Les Carnets d’ailleurs de Marco & Paula # 143: Lèche vitrine sans frontière
Quand on est nomade, on fait dans des lieux exotiques une chose que les touristes ne font pas: du shopping utilitaire. Paula pourrait être une experte en “shopping experience”.
M’occuper des chevaux, ça veut dire vivre au rythme de leur appétit, du ramassage du crottin et de leur envie ou pas de se laisser papouiller ou de partir en balade. Ça, j’aime beaucoup.

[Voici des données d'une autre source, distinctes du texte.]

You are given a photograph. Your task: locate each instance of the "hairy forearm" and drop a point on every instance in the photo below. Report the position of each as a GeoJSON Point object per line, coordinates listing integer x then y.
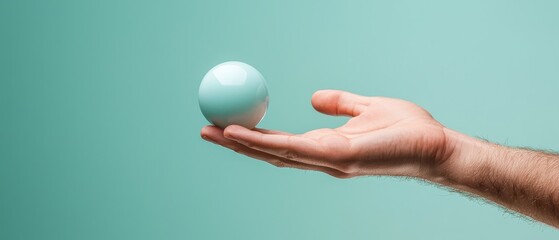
{"type": "Point", "coordinates": [523, 180]}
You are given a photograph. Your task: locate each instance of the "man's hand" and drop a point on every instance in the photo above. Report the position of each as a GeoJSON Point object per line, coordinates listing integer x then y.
{"type": "Point", "coordinates": [394, 137]}
{"type": "Point", "coordinates": [384, 137]}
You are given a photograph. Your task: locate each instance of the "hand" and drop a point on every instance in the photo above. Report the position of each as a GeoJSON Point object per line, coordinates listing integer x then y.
{"type": "Point", "coordinates": [383, 137]}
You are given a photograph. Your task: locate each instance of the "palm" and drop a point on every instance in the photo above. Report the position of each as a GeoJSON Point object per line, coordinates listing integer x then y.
{"type": "Point", "coordinates": [384, 136]}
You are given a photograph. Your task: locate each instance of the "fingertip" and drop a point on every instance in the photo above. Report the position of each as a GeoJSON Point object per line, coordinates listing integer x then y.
{"type": "Point", "coordinates": [232, 130]}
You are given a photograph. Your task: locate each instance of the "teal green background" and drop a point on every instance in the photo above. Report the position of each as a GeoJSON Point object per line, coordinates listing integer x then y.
{"type": "Point", "coordinates": [100, 121]}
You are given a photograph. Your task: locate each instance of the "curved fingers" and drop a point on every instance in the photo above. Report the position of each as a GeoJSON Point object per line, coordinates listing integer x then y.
{"type": "Point", "coordinates": [215, 135]}
{"type": "Point", "coordinates": [292, 147]}
{"type": "Point", "coordinates": [335, 102]}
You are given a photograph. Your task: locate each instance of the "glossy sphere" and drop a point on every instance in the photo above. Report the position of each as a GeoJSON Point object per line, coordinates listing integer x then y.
{"type": "Point", "coordinates": [233, 93]}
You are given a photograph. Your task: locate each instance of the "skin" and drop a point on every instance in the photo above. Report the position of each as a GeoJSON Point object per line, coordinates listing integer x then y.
{"type": "Point", "coordinates": [393, 137]}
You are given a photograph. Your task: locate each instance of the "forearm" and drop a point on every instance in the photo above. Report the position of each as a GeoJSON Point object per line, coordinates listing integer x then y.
{"type": "Point", "coordinates": [522, 180]}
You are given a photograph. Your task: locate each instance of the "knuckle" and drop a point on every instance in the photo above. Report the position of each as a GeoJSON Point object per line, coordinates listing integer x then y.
{"type": "Point", "coordinates": [278, 163]}
{"type": "Point", "coordinates": [291, 155]}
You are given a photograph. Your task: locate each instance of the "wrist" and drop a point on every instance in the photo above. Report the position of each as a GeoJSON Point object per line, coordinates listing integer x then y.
{"type": "Point", "coordinates": [465, 161]}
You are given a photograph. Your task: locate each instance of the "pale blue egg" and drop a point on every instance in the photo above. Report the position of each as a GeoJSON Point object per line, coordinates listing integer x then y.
{"type": "Point", "coordinates": [233, 93]}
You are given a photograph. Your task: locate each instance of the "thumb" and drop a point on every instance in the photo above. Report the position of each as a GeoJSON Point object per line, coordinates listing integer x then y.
{"type": "Point", "coordinates": [335, 102]}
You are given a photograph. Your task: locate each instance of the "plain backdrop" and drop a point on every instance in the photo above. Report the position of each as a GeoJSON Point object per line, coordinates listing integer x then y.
{"type": "Point", "coordinates": [100, 123]}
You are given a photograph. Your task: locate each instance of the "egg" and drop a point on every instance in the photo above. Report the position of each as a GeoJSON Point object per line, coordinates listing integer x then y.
{"type": "Point", "coordinates": [233, 93]}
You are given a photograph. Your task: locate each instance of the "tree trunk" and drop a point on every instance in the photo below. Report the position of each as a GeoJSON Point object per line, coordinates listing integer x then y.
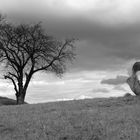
{"type": "Point", "coordinates": [134, 84]}
{"type": "Point", "coordinates": [20, 97]}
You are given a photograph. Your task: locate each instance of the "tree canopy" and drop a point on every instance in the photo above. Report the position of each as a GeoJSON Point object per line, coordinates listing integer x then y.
{"type": "Point", "coordinates": [26, 49]}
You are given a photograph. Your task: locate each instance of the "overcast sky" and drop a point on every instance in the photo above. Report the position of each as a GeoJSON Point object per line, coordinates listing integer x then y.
{"type": "Point", "coordinates": [109, 43]}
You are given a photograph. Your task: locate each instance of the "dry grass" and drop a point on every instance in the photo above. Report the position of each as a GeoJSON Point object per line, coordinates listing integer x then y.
{"type": "Point", "coordinates": [96, 119]}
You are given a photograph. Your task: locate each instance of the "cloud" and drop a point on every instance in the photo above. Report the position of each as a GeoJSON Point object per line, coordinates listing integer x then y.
{"type": "Point", "coordinates": [102, 90]}
{"type": "Point", "coordinates": [120, 79]}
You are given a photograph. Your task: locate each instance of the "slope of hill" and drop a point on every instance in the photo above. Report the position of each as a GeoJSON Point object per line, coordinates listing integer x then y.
{"type": "Point", "coordinates": [7, 101]}
{"type": "Point", "coordinates": [90, 119]}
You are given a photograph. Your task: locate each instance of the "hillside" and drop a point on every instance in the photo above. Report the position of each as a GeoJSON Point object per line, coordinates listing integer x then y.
{"type": "Point", "coordinates": [90, 119]}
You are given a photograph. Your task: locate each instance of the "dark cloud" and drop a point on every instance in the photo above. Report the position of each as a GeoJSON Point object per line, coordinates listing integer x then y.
{"type": "Point", "coordinates": [115, 81]}
{"type": "Point", "coordinates": [120, 88]}
{"type": "Point", "coordinates": [107, 39]}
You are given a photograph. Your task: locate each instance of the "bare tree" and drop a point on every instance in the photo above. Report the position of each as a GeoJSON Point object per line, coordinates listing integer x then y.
{"type": "Point", "coordinates": [27, 49]}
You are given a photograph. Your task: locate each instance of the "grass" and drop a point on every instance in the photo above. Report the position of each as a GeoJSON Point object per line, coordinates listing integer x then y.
{"type": "Point", "coordinates": [90, 119]}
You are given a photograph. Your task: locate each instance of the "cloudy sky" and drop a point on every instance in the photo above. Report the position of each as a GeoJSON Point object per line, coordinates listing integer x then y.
{"type": "Point", "coordinates": [109, 43]}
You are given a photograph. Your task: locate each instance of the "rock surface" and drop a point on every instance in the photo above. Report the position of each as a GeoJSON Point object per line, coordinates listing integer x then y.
{"type": "Point", "coordinates": [133, 80]}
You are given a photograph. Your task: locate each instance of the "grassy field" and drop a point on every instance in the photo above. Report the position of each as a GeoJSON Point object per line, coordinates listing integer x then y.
{"type": "Point", "coordinates": [90, 119]}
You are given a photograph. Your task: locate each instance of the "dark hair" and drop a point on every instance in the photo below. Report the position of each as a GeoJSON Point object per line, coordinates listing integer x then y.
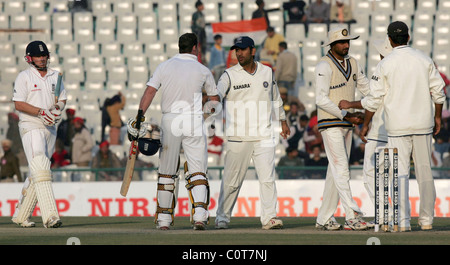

M’occuper de ma filleule, ça veut dire beaucoup de choses, dont répondre à son envie de faire du shopping. Ça, en dépit de mon désir de lui faire plaisir, j’aime beaucoup moins.
Parce que le ciel était menaçant, que ma motivation pour le « shopping » était proche du zéro, et que c’est pratique de trouver au même endroit beaucoup de magasins, nous sommes allées traîner dans un centre commercial de Genève. L’expérience ne m’a pas vraiment dépaysée; j’aurais pu être en France, en Turquie ou en Côte d’Ivoire, la différence n’était pas frappante. On trouve partout des Pères Noël et des sapins avec de la fausse neige. En Afrique, au moins, c’est cocasse. Dans de nombreuses villes où j’ai vécu – Abidjan, Abuja, Tunis et même Antananarivo – j’ai trouvé des centres commerciaux très classiques avec un hypermarché et autour une ribambelle d’enseignes internationales. Le concept de centre commercial – en soi – me désole profondément. Les voir d’un pays à l’autre si souvent pareils, avec les mêmes magasins, les mêmes lieux de restauration rapide et « les entendre » avec mêmes musiques de fond, en font prendre un coup à ma croyance dans le potentiel humain pour la fantaisie. Mais que diantre, un peu d’originalité, je ne sais pas, mettez des toboggans à la place des escalators! Du heavy metal en fond sonore et tout sauf du faux marbre.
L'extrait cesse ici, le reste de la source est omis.